I was actually totally fine with my friend's dad dying. It was sad, but not traumatic--to me, anyway, it was for my friend. His funeral damn near broke me though, who wants to stare at a dead body in a dark, solemn funeral home and talk for hours about how sad you are and sob, when you could be celebrating how happy you are that that person LIVED. Life is a miracle that should be celebrated, even in loss. I have felt the same way when it was my family who had died. I would just much rather we not concentrate all our agony in the mourning process, it just makes things worse. I'm not saying they shouldn't be sad, but I don't want them to spend three days in a dark, creepy funeral home mourning. That is a big waste of the last chance I'll get to be relevant, I'd rather they focus on the happy parts of my life and let that guide them through their mourning.
 
I think it's a lot easier to say that until someone very close to home dies. My Grandma passed away recently - death doesn't usually bother me, I accept it. Move on. But the thing that got to me was the finality of it. If not the guilt of not being able to somewhat repay her for all she did for me - I never got chance, she was very good to me throughout my childhood.

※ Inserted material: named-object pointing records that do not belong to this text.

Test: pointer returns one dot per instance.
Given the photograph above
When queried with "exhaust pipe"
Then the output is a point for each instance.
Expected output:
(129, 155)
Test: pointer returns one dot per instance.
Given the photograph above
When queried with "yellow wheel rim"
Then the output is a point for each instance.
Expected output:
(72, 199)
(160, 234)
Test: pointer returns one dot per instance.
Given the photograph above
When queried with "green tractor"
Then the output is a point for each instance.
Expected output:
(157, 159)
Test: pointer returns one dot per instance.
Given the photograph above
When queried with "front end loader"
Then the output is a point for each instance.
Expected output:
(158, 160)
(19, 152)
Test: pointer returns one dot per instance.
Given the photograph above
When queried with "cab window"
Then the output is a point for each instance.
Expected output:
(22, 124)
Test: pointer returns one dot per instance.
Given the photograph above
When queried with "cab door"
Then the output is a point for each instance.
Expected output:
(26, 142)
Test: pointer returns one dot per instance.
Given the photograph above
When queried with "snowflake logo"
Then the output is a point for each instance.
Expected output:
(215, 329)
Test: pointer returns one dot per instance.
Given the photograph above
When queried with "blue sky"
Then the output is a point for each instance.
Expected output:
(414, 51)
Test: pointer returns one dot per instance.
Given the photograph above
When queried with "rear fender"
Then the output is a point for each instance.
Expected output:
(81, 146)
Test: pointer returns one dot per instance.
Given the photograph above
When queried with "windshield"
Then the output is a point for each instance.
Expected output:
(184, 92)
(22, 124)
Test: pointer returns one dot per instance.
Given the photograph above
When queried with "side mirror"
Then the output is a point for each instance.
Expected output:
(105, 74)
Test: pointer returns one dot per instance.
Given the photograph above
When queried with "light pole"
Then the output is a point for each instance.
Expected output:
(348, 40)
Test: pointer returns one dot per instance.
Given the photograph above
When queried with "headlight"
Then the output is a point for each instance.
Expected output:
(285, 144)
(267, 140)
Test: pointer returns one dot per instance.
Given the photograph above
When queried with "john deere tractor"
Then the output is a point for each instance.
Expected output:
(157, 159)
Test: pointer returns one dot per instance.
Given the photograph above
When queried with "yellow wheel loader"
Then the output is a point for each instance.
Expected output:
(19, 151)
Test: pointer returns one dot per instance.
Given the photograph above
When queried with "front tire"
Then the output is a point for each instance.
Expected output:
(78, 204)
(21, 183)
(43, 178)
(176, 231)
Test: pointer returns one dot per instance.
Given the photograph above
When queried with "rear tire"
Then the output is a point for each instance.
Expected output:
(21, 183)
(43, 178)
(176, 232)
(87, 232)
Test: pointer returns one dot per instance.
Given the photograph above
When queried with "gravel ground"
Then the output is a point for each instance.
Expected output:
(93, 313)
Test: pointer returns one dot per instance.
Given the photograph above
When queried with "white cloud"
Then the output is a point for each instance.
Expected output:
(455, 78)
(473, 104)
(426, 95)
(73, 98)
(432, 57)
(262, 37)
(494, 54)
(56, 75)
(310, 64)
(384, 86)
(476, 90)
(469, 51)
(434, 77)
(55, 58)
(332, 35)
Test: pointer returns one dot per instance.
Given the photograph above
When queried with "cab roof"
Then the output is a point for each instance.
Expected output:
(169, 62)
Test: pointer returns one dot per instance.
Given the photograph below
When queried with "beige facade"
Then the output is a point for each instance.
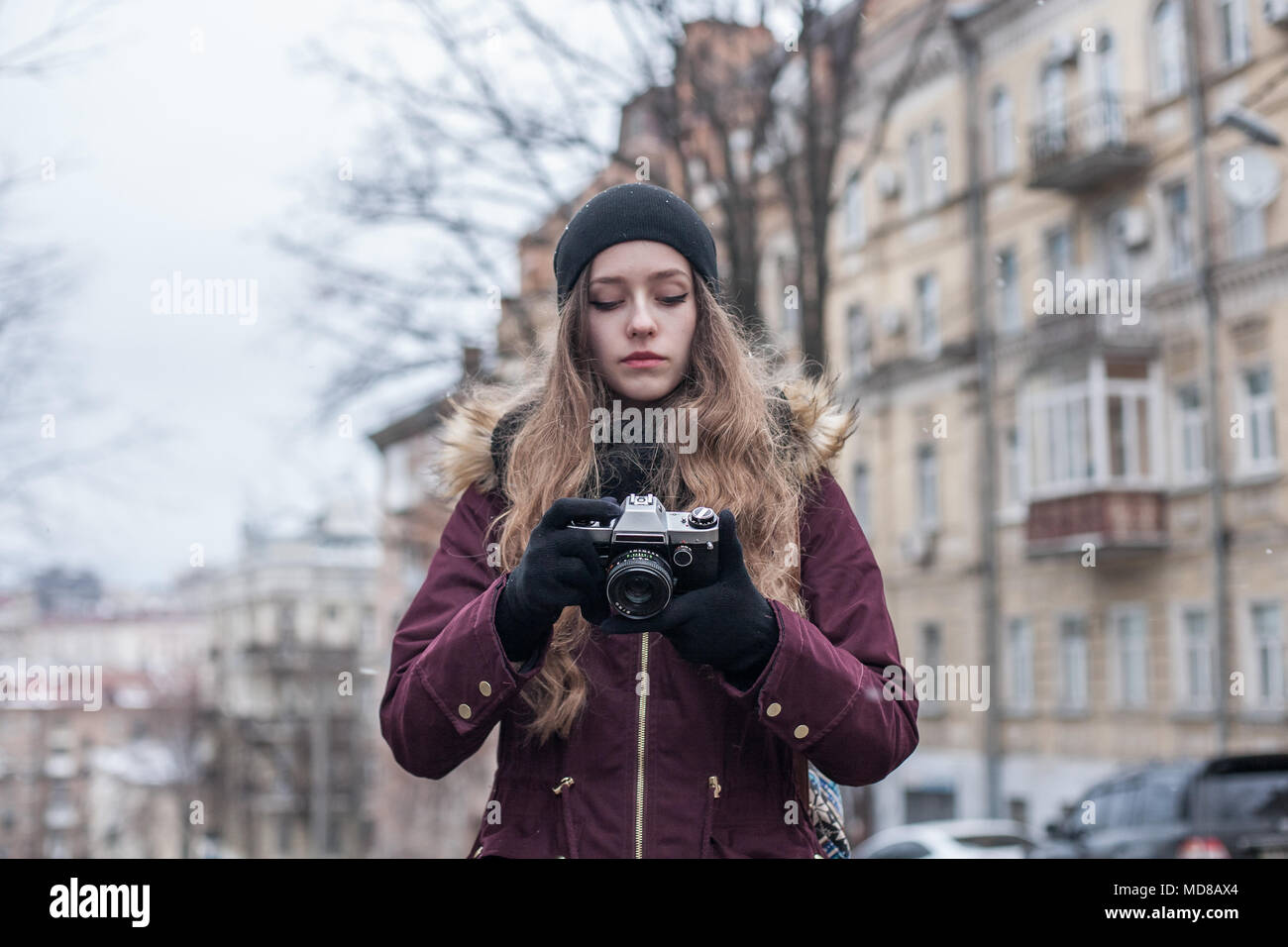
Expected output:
(1086, 171)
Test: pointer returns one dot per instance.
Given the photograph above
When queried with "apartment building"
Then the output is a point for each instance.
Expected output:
(1024, 299)
(292, 630)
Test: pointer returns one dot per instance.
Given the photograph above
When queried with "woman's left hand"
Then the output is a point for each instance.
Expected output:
(728, 624)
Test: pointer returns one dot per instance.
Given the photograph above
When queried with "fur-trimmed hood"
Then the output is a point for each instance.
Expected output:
(469, 450)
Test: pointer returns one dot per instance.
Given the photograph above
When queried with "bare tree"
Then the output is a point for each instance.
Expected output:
(475, 162)
(809, 129)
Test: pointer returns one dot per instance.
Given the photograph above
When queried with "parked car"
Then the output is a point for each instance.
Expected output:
(1225, 806)
(958, 838)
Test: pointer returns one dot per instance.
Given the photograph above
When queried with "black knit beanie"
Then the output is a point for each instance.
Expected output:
(634, 211)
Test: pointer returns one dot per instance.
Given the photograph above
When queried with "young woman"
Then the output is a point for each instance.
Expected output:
(688, 733)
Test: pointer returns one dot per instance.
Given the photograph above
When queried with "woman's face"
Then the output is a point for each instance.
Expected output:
(640, 300)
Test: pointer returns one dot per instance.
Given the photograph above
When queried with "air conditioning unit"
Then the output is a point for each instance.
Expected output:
(1136, 228)
(892, 320)
(918, 545)
(888, 182)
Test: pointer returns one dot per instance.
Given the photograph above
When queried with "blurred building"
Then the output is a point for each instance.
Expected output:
(107, 767)
(1063, 328)
(1035, 474)
(439, 818)
(412, 817)
(291, 625)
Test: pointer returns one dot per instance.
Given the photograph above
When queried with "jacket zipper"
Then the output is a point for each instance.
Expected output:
(639, 781)
(567, 814)
(711, 808)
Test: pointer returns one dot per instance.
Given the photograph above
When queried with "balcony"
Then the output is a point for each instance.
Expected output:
(1112, 519)
(1096, 141)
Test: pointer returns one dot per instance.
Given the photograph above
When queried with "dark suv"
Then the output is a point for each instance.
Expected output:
(1227, 806)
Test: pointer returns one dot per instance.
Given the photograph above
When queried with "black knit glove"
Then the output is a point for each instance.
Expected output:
(559, 569)
(728, 624)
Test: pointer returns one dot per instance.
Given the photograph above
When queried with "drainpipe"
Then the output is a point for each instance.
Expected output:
(1207, 285)
(969, 47)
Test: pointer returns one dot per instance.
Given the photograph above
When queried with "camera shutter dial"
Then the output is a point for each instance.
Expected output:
(702, 518)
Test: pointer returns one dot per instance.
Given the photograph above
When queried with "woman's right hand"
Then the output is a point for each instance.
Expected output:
(559, 569)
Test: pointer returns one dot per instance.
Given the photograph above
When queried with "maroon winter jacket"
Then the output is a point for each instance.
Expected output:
(688, 766)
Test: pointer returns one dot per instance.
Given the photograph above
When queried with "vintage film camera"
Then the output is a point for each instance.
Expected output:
(651, 554)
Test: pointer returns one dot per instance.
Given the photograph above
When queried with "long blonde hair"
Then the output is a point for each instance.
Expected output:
(743, 460)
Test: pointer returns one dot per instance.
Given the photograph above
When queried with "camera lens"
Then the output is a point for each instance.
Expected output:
(639, 583)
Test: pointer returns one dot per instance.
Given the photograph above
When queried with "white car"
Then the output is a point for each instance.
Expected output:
(957, 838)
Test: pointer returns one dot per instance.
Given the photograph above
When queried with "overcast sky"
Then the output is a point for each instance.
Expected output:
(171, 158)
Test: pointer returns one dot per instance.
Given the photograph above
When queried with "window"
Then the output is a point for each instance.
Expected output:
(914, 170)
(286, 621)
(1257, 449)
(938, 162)
(1014, 495)
(1051, 141)
(1266, 684)
(1194, 678)
(1061, 440)
(1128, 436)
(1019, 684)
(927, 313)
(1128, 660)
(1189, 436)
(931, 656)
(1008, 292)
(859, 339)
(1059, 252)
(1074, 660)
(861, 491)
(855, 230)
(927, 487)
(1180, 245)
(1247, 230)
(1003, 124)
(1115, 253)
(1233, 30)
(1168, 34)
(399, 483)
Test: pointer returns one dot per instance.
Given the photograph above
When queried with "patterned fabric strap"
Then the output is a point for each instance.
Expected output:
(827, 814)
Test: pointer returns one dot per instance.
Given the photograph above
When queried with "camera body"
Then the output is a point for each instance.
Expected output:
(652, 554)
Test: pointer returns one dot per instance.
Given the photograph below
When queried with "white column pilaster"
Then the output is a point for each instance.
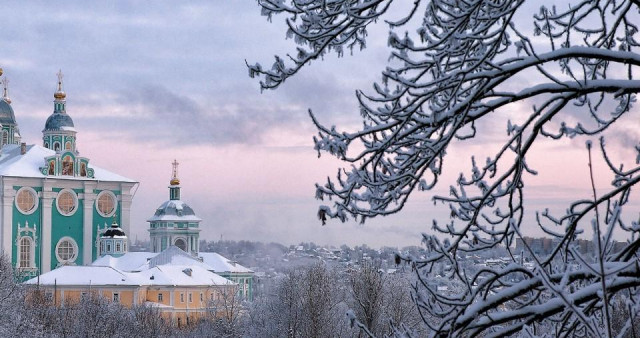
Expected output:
(125, 211)
(87, 223)
(47, 204)
(8, 194)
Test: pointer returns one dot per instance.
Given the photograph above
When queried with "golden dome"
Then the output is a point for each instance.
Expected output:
(59, 94)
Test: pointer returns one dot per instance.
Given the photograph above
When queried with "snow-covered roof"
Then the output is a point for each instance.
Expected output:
(175, 256)
(131, 261)
(139, 261)
(222, 264)
(12, 163)
(165, 275)
(180, 275)
(84, 275)
(174, 210)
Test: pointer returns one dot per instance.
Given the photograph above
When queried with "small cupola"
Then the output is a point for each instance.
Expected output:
(174, 184)
(113, 241)
(59, 132)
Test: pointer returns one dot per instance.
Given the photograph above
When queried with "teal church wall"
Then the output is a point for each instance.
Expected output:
(67, 226)
(99, 221)
(20, 218)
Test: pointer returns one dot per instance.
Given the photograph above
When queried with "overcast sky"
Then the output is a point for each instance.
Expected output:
(150, 82)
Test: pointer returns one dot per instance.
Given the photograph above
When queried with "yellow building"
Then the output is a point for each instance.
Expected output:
(181, 287)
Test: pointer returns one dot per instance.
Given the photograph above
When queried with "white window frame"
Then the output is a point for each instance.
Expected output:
(74, 245)
(115, 203)
(32, 251)
(75, 202)
(34, 194)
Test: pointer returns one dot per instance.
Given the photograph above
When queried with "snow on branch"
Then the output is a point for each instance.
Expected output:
(455, 64)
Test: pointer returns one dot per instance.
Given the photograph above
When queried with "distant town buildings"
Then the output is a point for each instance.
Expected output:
(544, 246)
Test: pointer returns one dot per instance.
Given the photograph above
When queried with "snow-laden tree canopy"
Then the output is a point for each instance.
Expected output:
(455, 65)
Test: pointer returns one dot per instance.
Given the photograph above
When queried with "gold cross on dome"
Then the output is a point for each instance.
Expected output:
(60, 76)
(175, 169)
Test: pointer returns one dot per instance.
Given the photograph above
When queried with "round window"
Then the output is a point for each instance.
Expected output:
(26, 200)
(67, 202)
(106, 203)
(66, 250)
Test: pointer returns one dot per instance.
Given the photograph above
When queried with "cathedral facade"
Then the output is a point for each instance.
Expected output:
(55, 204)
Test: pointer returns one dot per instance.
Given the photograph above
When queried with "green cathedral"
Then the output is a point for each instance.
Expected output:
(55, 204)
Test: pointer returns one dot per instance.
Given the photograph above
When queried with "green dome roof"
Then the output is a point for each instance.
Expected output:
(59, 121)
(6, 113)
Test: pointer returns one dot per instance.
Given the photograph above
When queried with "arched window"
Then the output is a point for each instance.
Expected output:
(67, 166)
(66, 250)
(26, 254)
(67, 202)
(180, 243)
(106, 203)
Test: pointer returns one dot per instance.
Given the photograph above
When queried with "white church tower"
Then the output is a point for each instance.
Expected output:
(174, 222)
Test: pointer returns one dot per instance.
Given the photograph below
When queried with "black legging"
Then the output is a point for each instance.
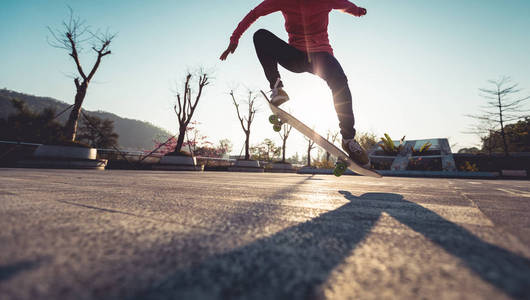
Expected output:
(272, 51)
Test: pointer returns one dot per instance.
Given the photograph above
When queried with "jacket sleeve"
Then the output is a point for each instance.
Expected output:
(345, 6)
(266, 7)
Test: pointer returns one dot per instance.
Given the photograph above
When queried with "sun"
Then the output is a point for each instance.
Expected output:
(311, 101)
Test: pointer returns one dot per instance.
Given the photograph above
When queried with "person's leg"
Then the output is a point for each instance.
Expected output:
(272, 51)
(328, 68)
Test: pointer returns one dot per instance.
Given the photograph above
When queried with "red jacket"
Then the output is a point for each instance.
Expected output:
(306, 21)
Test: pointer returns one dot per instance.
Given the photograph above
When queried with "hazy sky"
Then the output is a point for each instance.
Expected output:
(414, 66)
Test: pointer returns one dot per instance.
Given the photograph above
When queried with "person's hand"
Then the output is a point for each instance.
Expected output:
(231, 48)
(360, 12)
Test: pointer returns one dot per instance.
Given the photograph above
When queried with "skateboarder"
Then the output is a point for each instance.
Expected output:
(308, 50)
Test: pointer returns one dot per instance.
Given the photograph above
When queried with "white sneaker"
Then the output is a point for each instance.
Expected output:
(278, 95)
(356, 152)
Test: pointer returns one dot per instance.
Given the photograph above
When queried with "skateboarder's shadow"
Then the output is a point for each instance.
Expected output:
(292, 263)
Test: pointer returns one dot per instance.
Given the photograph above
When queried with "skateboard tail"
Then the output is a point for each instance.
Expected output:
(285, 117)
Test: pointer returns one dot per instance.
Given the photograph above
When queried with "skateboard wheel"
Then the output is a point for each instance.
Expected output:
(273, 119)
(341, 166)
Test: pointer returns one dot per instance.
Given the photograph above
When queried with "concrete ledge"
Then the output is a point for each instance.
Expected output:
(178, 160)
(440, 174)
(514, 173)
(69, 152)
(88, 164)
(247, 164)
(174, 167)
(281, 168)
(306, 170)
(246, 169)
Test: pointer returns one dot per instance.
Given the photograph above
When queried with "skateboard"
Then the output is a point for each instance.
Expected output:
(280, 117)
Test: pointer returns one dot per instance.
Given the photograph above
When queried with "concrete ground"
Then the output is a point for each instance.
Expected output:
(68, 234)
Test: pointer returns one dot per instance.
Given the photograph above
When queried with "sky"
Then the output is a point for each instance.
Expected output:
(414, 66)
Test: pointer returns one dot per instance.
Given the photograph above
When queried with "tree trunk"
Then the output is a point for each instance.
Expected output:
(505, 145)
(180, 140)
(283, 150)
(247, 145)
(70, 128)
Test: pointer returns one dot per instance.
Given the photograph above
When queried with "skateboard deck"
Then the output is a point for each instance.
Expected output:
(319, 140)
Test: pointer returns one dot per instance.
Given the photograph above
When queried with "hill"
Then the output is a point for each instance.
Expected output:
(134, 134)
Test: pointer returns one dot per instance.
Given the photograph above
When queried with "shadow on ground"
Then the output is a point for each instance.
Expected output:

My sadness is degenerated from the finality and or guilt of the situation, not so much the fact that they're no longer there - hell, I only saw my Grandma once a week tops for the last year or so... :/
 
People very close to me have died. I guess everybody just mourns differently. I just hate how strong the expectation is that you go to the funeral. someone died a while ago and I said I refused to go and my mom got REALLY mad and said it was disrespectful and I was grounded for weeks. I needed to protect myself from the emotional trauma, there was no way I could have gone without seriously damaging myself, but nobody cares and I am just expected to go anyway.
 
You're right, everyone has their own methods of coping. I can't say the funeral I recently went to was exactly a pleasant experience... but I dunno. I just felt like I owed my family the support of being there - which is another thing to consider.
 
My family feels I owe them the support, but I don't think they understand that if I go to the funeral I will NEVER get over the death. I went to my great aunt's funeral when I was a child and it was so traumatic that I don't even have any memories of her anymore besides her dead body in the casket and how miserable everyone was at the funeral. The experience of being there permanently wrecks my ability to get over the death. I don't think I owe anyone anything at that cost.
 
My father died when i was 15 years old, i did cry at the hospital he was only 48, but at the funeral i just couldn't, there was this obsolete thing; i couldn't get him back, so i kinda felt like, life goes on, somewhere i do have the feeling i am going to meet him soon enough weird though...
wtf2.gif
 
My father-in-law died a couple of months ago and now I have to buy at least 3 buffaloes and a bunch of pigs to sacrifice at the ceremony out of respect. Lucky they keep him in his house for 7 months before the funeral so I have time to save up.